BishopAccountability.org

D.C. attorney general proposes making clergy mandated reporters of abuse

By Fenit Nirappil And Michelle Boorstein
WashingtPost
January 23, 2019

https://wapo.st/2CDmCzR

Karl A. Racine, the attorney general of Washington, D.C.
Photo by Marvin Joseph

D.C. Attorney General Karl A. Racine is proposing legislation to add clergy to the list of “mandatory reporters” who must tell authorities about suspected child abuse or neglect, the latest fallout from a growing clergy sexual-abuse scandal in the Catholic Church.

If the bill is approved by the D.C. Council and Mayor Muriel E. Bowser (D), pastors, rabbis and other clergy would be required to report suspected abuse to police or to the Child and Family Services Agency, as well as the leaders and boards of directors of their own religious institutions.

Racine’s bill also would increase penalties for failing to report abuse and require all mandatory reporters — clergy, teachers, health-care workers and others — to attend training on their responsibilities under the law.

Mandatory reporters would face fines of as much as $2,500 and 180 days in jail upon the first failure to report. Survivor advocates have said training and penalties are an important part of making such requirements effective.

“Teachers, health professionals, and clergy have a special responsibility to protect children, but far too often abuse goes unreported or is covered up,” Racine (D) said in a statement. “To help stop child abuse in the District, this bill requires more adults to report it and trains them on how to spot it.”

All adults in D.C. are already required to tell authorities if they suspect that a child under 16 is being sexually abused. The requirements of mandatory reporters, however, are more extensive.

Among the requirements, mandatory reporters must inform authorities about threats as well as actual alleged incidents of abuse, neglect or prostitution. They also are required to inform about cases even if they occurred long ago.

The legislative proposal in the District — and a similar one in Virginia — comes as the past two Catholic archbishops of D.C. remain at the center of a national clergy sex abuse crisis.

Cardinal Donald Wuerl, current administrator of the D.C. archdiocese, was criticized in a Pennsylvania grand jury report last summer for being inconsistent in his handling of abusers.

Wuerl’s predecessor in D.C., Theodore McCarrick, a towering figure in the U.S. church, has been suspended a few weeks earlier, after church officials found credible an allegation that he groped an altar boy decades ago in New York.

Racine announced in October that his office was investigating sexual abuse in the church, using his authority to enforce laws that govern nonprofits.

Wuerl apologized last week for untruthful statements about his knowledge of sexual-misconduct allegations against his predecessor.

Clergy are mandatory reporters in 28 states, according to the Children’s Bureau, an arm of the U.S. Department of Health and Human Services.
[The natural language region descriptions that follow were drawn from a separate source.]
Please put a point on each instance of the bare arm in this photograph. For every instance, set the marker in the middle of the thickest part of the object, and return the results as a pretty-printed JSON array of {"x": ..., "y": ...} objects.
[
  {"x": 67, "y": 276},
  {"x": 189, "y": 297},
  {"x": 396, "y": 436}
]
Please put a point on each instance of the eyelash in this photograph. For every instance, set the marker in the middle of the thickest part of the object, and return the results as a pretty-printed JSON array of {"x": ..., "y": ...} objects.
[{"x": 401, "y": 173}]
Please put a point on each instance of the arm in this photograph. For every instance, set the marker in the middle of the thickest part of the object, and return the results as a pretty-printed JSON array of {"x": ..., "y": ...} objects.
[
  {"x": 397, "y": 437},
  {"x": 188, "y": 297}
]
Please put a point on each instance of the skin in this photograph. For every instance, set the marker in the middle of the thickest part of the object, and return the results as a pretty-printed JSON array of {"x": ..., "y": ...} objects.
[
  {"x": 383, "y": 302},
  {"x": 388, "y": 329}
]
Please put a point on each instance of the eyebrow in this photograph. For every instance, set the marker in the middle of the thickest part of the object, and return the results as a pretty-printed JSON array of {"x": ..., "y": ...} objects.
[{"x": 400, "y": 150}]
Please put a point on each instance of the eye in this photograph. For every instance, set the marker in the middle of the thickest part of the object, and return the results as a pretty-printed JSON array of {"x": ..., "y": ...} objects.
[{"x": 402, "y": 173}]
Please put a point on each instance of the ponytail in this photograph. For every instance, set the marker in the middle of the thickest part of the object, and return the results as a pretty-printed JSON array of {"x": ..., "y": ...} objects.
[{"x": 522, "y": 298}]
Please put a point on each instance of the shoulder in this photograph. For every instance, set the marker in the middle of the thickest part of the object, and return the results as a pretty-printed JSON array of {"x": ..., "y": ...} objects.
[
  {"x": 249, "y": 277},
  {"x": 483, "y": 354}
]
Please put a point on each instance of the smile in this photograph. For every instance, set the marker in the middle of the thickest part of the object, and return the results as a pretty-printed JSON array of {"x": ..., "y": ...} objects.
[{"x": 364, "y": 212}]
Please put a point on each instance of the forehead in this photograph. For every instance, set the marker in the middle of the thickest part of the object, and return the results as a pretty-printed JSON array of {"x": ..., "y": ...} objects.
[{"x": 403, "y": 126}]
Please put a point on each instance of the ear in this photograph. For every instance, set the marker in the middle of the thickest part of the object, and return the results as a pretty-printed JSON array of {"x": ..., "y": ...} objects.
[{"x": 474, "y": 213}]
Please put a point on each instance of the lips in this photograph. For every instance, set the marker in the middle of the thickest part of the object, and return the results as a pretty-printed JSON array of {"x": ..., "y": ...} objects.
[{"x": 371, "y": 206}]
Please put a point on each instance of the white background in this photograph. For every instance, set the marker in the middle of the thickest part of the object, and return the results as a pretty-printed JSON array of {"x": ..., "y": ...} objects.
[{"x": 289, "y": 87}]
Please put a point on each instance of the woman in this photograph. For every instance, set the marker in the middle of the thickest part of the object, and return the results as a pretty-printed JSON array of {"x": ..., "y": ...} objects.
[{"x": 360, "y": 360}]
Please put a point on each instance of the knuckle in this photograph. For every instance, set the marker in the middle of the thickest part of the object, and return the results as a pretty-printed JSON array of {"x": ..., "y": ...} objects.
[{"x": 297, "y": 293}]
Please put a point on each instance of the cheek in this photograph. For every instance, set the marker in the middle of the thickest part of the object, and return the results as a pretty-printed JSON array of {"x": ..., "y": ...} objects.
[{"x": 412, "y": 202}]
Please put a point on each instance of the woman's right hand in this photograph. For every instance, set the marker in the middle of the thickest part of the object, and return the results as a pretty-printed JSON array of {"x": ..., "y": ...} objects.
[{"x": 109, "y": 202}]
Some reporting provisions have raised concerns among religious leaders and advocates for potentially weakening clergy members’ ability to keep their conversations with parishioners private.

Racine’s office originally considered requiring mandatory reporting even if allegations were revealed in confidential conversations with clergy. The requirement would have included information obtained during confession — a sacrament in Catholic doctrine through which parishioners seek forgiveness for their sins.

But after conversations with faith groups, the attorney general added an exception in such circumstances, saying clergy are not required to report abuse if “the basis for their knowledge or belief is the result of a confession or penitential communication made by a penitent directly to the minister.”

Texas, West Virginia and a few other states do not exclude the confessional in mandatory-reporting laws.

Rabbi Shmuel Herzfeld of Ohev Sholom-The National Synagogue in Northwest Washington questioned the provision in Racine’s bill that requires mandatory reporters to inform church leaders, which he said could lead to unverified claims spreading around the community.

“Rabbis shouldn’t be deciding what’s true — that’s the civil authorities’ job,” Herzfeld said.

Racine said the provision is necessary to protect other children in the institution.

D.C. Council member Charles Allen (D-Ward 6), who chairs the public safety committee, said he had not yet read Racine’s bill and did not have a position.

“I have to do my due diligence to consider and weigh the balance between religious liberties as well as protecting survivors and those who have been abused,” said Allen, who successfully sponsored legislation last year to extend the statute of limitations for prosecuting childhood sexual assault. “I would err on the side of those survivors and those who are abused.”

A spokesman for the Catholic archdiocese of Washington said their office had not seen the proposal and couldn’t immediately comment. For decades, the archdiocese has had an official policy of requiring abuse and neglect to be reported to civil officials. The archdiocese “has long been supportive of policies that required all public and private institutions to meet a similar standard for the protection of young people and the vulnerable in their care,” Ed McFadden wrote in a statement.